I am working with hydrology in GIS systems, and so i am a little bit rusty in mathematics (so sorry if this question is simple). Trying to solve the following inequality:
$$A_1B_1 + (1-A_1)C \ge k[A_1B_1 + (1-A_1)A_2B_2 + (1-A_1)(1-A_2)C],$$
where $B_1$, $B_2$ and $C$ are positive numbers, and A1,A2 are between 0 and 1.
I want to calculate the value of $B_2$ in relation to $A_1$, $C$, $A_2$ and $C$. I have solved the inequality, without the $k$ factor, but when trying to solve it with the k factor, I seem to be a little bit stuck. Any ideas - help? Thank you!
If $A_2=0$ or $A_1=1$, then $B_2$ vanish from the inequality.

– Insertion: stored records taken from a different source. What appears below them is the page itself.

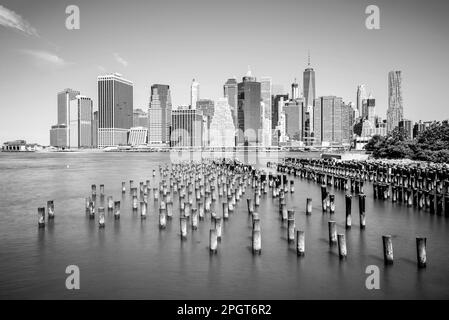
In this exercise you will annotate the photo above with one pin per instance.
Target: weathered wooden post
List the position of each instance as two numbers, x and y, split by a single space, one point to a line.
256 242
183 226
194 219
213 241
421 252
332 203
300 243
290 228
135 203
342 252
332 232
362 210
309 206
388 249
117 210
324 197
51 209
218 226
101 220
348 200
110 203
225 210
41 217
143 210
250 205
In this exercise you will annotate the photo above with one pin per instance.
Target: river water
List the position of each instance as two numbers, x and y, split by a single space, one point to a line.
133 259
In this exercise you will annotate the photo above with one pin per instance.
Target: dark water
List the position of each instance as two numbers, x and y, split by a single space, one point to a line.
134 259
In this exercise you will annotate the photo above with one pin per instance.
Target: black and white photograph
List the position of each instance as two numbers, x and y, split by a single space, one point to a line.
211 150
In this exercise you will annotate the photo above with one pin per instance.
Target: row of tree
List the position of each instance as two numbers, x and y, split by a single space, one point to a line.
431 144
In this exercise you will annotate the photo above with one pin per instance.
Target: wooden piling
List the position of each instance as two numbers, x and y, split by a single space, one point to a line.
342 251
421 252
388 249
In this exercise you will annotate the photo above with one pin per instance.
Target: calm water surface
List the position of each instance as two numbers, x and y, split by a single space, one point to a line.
133 259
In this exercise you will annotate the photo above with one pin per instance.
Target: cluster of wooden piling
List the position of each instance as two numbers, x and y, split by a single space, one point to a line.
414 186
211 190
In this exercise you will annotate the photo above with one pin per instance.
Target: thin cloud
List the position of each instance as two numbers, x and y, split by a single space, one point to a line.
46 57
120 60
10 19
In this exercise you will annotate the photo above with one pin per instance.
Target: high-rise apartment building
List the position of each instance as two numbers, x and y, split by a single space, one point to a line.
159 114
395 112
249 111
194 93
115 109
327 120
187 128
230 92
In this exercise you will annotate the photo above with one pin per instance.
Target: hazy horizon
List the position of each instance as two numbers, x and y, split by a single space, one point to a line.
173 41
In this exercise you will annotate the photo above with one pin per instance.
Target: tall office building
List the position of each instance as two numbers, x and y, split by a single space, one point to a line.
361 96
140 118
265 92
295 90
159 114
276 99
371 109
309 84
395 112
327 113
194 93
64 98
230 92
80 123
347 120
249 110
95 130
293 111
187 128
115 109
222 129
407 128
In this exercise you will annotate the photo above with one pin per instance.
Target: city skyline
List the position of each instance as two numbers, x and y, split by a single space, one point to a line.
47 58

We assume that $A_2 > 0$ and $A_1 < 1$ onwards. Also, assuming $k>0$,
$$\frac{A_1B_1 + (1-A_1)C}k \ge A_1B_1 + (1-A_1)A_2B_2 + (1-A_1)(1-A_2)C$$
$$\frac{A_1B_1 + (1-A_1)C}k - A_1B_1 - (1-A_1)(1-A_2)C \ge(1-A_1)A_2B_2 $$
and we have
$$B_2 \le \frac{\frac{A_1B_1 + (1-A_1)C}k - A_1B_1 - (1-A_1)(1-A_2)C }{(1-A_1)A_2} $$
Remark: when $k=1$, we can remove $A_1B_1$ but hence $B_1$ doesn't appear in your easier formulation. This is not the case when $k \ne 1$.